Her mother holds her over the old ceramic bathtub. The little feet kick harder, twisting above the water. “You can complain all you want, Doloria, but you’re still taking a bath. It will make you feel better.”
She slides her daughter into the warm tub. The baby kicks again, splashing the blue patterned wallpaper above the tiles. The water surprises her, and she quiets.
“That’s it. You can’t feel sad in the water. There is no sadness there.” She kisses Doloria’s cheek. “I love you,
mi corazón
. I love you and your brothers today and tomorrow and every day until the day after heaven.”
The baby stops crying. She does not cry as she is
scrubbed and sung to, pink and clean. She does not cry as she is kissed and swaddled in blankets. She does not cry as she is tickled and tucked into her crib.

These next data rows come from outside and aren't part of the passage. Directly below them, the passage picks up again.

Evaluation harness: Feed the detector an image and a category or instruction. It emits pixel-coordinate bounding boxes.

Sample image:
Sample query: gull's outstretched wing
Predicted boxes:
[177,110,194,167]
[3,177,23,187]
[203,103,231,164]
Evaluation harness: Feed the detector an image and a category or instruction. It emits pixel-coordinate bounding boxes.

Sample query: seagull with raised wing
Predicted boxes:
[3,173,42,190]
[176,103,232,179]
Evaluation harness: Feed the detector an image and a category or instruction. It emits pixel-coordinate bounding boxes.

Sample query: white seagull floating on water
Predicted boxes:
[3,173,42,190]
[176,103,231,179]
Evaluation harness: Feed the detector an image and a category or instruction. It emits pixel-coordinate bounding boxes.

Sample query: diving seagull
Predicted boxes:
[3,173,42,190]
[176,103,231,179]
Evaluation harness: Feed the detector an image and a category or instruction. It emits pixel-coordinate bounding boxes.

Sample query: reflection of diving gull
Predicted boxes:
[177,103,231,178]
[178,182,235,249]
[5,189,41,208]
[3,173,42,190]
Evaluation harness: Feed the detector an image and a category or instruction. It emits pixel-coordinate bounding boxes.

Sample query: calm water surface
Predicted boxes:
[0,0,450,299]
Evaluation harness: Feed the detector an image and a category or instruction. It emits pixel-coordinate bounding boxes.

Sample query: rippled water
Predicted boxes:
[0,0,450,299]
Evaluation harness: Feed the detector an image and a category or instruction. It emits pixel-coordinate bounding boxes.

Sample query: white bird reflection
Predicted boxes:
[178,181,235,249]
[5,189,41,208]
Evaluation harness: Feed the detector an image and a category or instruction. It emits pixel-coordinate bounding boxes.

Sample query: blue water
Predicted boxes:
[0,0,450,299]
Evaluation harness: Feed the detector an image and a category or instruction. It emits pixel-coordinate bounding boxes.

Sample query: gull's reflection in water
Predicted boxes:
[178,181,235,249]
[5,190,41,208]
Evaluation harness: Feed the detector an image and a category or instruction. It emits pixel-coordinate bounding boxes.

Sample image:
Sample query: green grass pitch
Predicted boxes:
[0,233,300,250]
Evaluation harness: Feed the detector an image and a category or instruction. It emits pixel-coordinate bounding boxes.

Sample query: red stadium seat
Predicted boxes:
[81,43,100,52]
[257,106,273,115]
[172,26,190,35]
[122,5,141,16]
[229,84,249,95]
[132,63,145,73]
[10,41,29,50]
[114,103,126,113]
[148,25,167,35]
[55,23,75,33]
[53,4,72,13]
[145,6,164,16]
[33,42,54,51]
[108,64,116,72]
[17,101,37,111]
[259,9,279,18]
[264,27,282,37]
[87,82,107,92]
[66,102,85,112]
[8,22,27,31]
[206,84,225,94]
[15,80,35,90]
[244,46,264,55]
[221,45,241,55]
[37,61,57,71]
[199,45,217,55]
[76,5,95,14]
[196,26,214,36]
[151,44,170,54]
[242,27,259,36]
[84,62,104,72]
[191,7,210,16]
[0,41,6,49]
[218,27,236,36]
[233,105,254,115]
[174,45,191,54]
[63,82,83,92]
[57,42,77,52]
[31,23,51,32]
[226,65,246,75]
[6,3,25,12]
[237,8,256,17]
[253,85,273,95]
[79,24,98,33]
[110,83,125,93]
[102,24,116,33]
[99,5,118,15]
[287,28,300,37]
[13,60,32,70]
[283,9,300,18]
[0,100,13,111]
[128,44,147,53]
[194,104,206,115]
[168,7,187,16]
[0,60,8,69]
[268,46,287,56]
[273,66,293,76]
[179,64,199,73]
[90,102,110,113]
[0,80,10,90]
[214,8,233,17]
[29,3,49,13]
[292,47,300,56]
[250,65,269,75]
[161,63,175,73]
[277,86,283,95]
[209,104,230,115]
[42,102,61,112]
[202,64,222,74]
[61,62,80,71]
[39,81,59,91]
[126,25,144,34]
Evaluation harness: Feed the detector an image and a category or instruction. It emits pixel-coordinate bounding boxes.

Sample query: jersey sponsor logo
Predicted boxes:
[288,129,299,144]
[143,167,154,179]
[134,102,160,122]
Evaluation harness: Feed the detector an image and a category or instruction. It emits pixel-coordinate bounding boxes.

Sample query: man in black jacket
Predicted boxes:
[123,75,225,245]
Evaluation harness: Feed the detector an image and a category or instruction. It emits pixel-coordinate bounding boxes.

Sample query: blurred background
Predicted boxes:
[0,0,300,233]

The mother smiles, wiping a damp strand of hair from her child’s warm forehead. “Dream well, Doloria.
Que sueñes con los angelitos.
” She reaches for the light, but the room floods with darkness before she can touch the switch. Across the hall, the radio is silenced midsentence, as if on cue. Over in the kitchen, the television fades to sudden black, to a dot the size of a pinprick, then to nothing.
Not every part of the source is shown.